# what do u think about the horrible news on Iams pet food?



## Gibbosulyy (Jul 9, 2010)

Its so sad i read this article on iams pet food and it had videos on how the tested the animals to see what would happen to them .Some of the died!Its SICK!!!


----------



## JANICE199 (Feb 1, 2008)

Gibbosulyy said:


> Its so sad i read this article on iams pet food and it had videos on how the tested the animals to see what would happen to them .Some of the died!Its SICK!!!


*Do you have a link?*


----------



## LouJ69 (Feb 28, 2009)

I've been hearing stuff like that for ages about Iams & I remember seeing a video a few years ago too. If you put 'Iams cruelty' into you tube, there are lots of results there


----------



## RockRomantic (Apr 29, 2009)

JANICE199 said:


> *Do you have a link?*


i found this

PETA TV:Iams: A Recipe for Cruelty - video

IamsCruelty.com


----------



## flufffluff39 (May 25, 2009)

Gibbosulyy said:


> Its so sad i read this article on iams pet food and it had videos on how the tested the animals to see what would happen to them .Some of the died!Its SICK!!!
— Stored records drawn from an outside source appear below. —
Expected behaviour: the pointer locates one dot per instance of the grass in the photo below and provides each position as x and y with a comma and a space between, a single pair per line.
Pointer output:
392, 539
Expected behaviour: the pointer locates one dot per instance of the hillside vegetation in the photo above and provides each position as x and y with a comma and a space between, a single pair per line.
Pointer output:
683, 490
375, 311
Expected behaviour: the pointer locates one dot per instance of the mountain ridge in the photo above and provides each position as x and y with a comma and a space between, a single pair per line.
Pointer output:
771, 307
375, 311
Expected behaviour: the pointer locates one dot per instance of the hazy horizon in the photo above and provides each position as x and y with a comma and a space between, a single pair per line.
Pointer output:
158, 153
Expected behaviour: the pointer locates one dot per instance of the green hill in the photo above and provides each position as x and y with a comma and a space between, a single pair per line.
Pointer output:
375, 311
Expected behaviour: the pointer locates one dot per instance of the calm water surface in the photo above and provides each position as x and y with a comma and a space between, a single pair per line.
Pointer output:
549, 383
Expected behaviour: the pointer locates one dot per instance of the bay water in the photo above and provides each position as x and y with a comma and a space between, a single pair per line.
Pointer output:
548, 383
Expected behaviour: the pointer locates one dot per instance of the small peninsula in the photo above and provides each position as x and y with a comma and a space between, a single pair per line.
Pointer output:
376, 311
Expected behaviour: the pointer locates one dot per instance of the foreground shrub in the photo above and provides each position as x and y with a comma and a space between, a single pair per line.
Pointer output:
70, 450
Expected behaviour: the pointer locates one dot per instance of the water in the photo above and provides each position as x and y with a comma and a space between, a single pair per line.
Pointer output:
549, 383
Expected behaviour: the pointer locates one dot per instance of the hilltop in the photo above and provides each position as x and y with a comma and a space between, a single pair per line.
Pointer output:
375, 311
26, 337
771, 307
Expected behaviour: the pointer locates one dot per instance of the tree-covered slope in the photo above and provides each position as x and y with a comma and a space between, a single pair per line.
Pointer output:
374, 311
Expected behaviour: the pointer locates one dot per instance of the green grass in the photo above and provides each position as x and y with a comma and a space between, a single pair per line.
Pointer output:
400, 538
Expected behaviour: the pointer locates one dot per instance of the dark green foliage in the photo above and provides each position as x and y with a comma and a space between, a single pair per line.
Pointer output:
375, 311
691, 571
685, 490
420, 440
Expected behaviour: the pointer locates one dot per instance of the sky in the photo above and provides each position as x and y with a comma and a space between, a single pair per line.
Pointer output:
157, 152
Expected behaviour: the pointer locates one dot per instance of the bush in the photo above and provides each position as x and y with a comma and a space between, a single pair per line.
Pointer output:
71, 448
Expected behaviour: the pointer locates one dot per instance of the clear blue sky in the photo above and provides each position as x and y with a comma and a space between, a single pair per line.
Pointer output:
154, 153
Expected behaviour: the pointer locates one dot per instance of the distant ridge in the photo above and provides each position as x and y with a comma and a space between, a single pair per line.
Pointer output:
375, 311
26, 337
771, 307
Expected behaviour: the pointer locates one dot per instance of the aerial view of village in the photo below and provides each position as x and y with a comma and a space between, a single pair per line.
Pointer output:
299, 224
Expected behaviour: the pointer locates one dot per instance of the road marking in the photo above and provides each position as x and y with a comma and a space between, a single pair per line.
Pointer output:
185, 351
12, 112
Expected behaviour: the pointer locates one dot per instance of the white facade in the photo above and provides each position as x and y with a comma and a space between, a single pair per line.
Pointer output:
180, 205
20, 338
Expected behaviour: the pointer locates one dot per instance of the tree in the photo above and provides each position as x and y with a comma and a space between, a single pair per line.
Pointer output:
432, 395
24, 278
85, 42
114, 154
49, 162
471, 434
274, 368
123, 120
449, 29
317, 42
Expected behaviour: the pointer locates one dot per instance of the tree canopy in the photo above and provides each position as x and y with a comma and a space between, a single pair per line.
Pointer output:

I new about this years ago   Disgusting !!!


----------



## thedogsmother (Aug 28, 2008)

Heard this years ago too, its the main reason I would never consider buying any iams product.


----------



## ClaireandDaisy (Jul 4, 2010)

This isn`t new, is it? I`ve heard it before. Iams keeps saying it`s changed, but I see no evidence of that.


----------



## tiddlypup (Oct 4, 2008)

seen them years ago but what gets me is the laws changed and you can now be prosecuted for having an obese pet,RSPCA should put their money where their mouth is,beagles pumped that obese that they cant move but as always nowt will be done


----------